What is a Reverse Mortgage?
Reverse mortgages are home equity loans for senior homeowners. The loan does not require any monthly payments since it is pegged on the value of their property. Payments are due when the owner moves out or dies. For many people who choose this option, it is largely a last resort to them. If planned well, reverse mortgages can be an attractive retirement tool for its beneficiaries. The first mortgage of this nature that was backed by the federal government was issued in 1989. It is open for people who are at least 62 years old.
How Does It Work?
In a reverse mortgage, the loan taps into the equity held in your property. These payments do not attract any taxation. Provided that you still reside on the property, there is no obligation to pay back the loan. However, loans must be repaid if the house is sold by owner, spouse, heirs, estate or relative. The amount advanced to borrowers increases with seniority and is based on the youngest spouse’s age. Borrowers have the option of receiving lump sum pay-out, monthly installments, or a line of credit.
While borrowers do not need to worry about payments as they live in the house, the payment is due as soon as both spouses pass away, or cannot continue living in it. In some cases, heirs sell off their property and the first proceeds go toward meeting the loan obligations. If the home value is less than the advanced loan, all the proceeds of the sale go towards the loan and it is considered paid.
Pros
- Borrowers have no obligations to make any monthly payments.
- Advanced loans can settle sudden bills or pay debts.
- The money could be used to pay the existing mortgage.

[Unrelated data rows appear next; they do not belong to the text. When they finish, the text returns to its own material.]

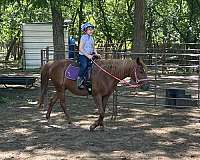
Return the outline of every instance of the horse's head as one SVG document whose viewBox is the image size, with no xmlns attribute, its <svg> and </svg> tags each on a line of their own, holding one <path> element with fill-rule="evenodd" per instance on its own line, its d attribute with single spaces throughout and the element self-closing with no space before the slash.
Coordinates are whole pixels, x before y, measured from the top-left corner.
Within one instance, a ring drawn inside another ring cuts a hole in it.
<svg viewBox="0 0 200 160">
<path fill-rule="evenodd" d="M 132 84 L 147 85 L 147 69 L 140 58 L 136 59 L 136 63 L 133 65 L 133 68 L 131 68 L 130 77 Z"/>
</svg>

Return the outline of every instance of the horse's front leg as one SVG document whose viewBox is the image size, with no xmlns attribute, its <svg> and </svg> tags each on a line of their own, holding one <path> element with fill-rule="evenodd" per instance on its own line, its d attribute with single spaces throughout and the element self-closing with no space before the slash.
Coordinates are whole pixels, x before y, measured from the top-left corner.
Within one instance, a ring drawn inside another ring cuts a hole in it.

- The senior can improve their cash flow significantly.
Cons
- Reverse mortgages are expensive.
- Borrowers have to maintain home insurance, keep the property maintained, and pay relevant taxes.
- It makes it complicated for those who wish to leave the house with the family members.
What Next?
If you have chosen to explore the option of reverse mortgages, there are plenty of options available. You can have the loan amount transferred as a lump sum payment, as a line of credit, or as monthly installments. The line of credit allows you to choose the amount you want and when to receive it. The Federal Housing Administration has a limit of $636,150 or a lower appraised value. In any case, you must own the home or have a low mortgage balance to qualify. Finally, the home in question must be your primary residence.